作詞・作曲:忌野清志郎、G1,238,471
わたしは14歳の時にラジオでこの「トランジスタ・ラジオ」を聴いて、衝撃を受けた。
なんて声だ。
なんて歌詞だ。
なんてカッコいい曲だ。
雑誌で見る、彼らの見た目もカッコ良かった。
ザ・ベストテンに出てくる「ロック風歌謡曲」のバンドではなくて、本物のロックバンドらしいクールでアブない迫力に、シビれた。

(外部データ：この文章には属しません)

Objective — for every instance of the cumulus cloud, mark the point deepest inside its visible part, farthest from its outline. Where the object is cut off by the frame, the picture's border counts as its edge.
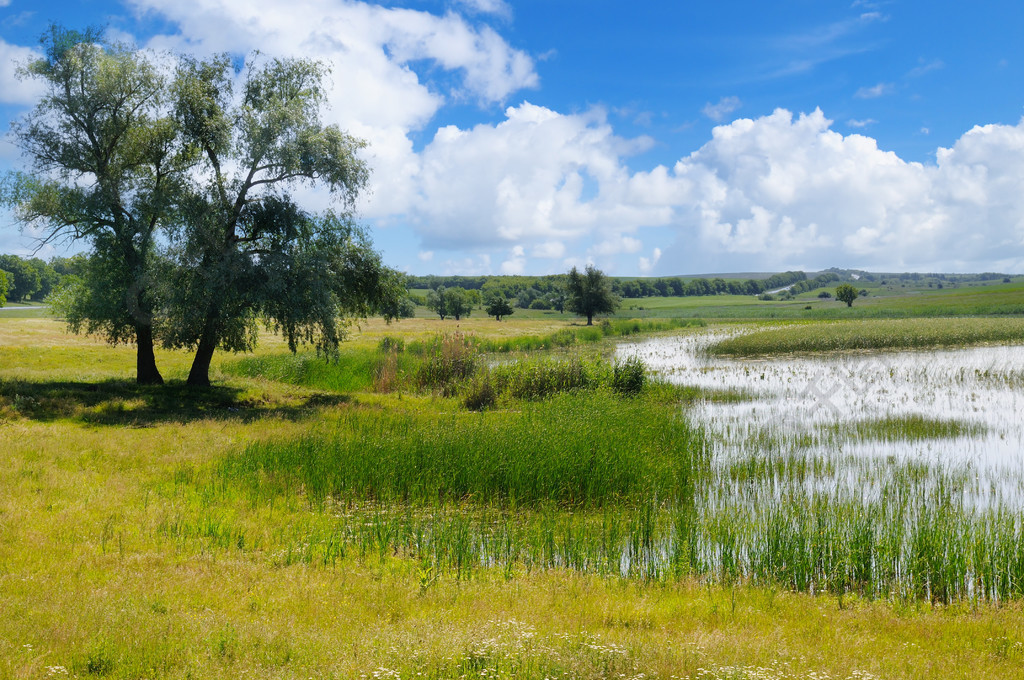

アルバム『ラプソディー』『PLEASE』を聴いて、ますます好きになった。
忌野清志郎は、ユーモアとリアリティのある美しい歌詞を書いていた。
それをグッとくるメロディに乗せて、誰にも真似のできない声で、感情を炸裂させながら唄った。
RCサクセションでわたしが今でもいちばん好きな曲がこの「トランジスタ・ラジオ」だ。

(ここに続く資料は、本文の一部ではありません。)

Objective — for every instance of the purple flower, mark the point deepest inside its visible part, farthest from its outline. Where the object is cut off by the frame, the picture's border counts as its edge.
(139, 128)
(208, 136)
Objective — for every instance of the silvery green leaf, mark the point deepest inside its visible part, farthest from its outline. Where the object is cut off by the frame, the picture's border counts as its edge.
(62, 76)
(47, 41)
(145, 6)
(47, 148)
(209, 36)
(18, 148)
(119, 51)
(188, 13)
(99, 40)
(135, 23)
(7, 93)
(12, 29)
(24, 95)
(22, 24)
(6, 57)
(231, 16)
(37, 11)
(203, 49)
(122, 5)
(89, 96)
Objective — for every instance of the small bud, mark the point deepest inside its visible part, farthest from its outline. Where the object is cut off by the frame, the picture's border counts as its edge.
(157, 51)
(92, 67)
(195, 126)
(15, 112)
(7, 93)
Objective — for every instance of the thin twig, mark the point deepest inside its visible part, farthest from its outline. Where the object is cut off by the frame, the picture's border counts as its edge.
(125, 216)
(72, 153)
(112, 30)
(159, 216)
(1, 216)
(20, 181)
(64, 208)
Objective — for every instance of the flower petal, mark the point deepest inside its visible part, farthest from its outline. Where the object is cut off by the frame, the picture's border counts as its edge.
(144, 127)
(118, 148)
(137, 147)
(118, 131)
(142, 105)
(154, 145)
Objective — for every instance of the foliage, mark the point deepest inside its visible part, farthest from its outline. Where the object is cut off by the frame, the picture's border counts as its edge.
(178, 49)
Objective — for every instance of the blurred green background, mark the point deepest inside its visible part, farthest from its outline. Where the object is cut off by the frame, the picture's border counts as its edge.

素晴らしい歌詞、素晴らしい曲。奇跡のような名曲だと思う。
文学でも映画でも表現できない、ポップソングにしか表現できない「うまく言えない」気持ちを絶妙に表現している。
久しぶりに、清志郎が元気に歌っているのを動画で見ると、今でもなにか、込み上げてくるものがある。

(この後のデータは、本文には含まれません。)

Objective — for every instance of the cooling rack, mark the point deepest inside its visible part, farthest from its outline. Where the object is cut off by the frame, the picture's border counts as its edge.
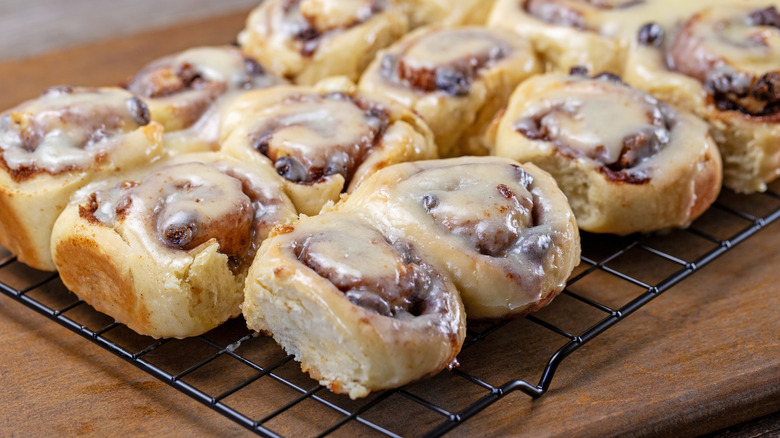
(249, 379)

この歌に描かれた情景は、まるで自分の記憶の中の思い出のようにくっきりと浮かび上がる。
わたしは中学生のとき以来、今に至るまで「うまく言えない、こんな気持ち」を忘れられないまま現在に至るから、こんなブログを書いているのかもしれない。
それまではずっと『ザ・ベストテン』を楽しみにして、その順位を毎週几帳面にノートに書きつけていたものだけど、RCサクセションを聴いたあたりから、だんだん歌謡曲もロック風歌謡曲も聴かなくなり、少し時代を遡って、ニッポンのロックやフォークを聴くようになった。
そのあたりからわたしの人生は狂いだしたのだと思う。
ああ。
しまったなあ。
つづく。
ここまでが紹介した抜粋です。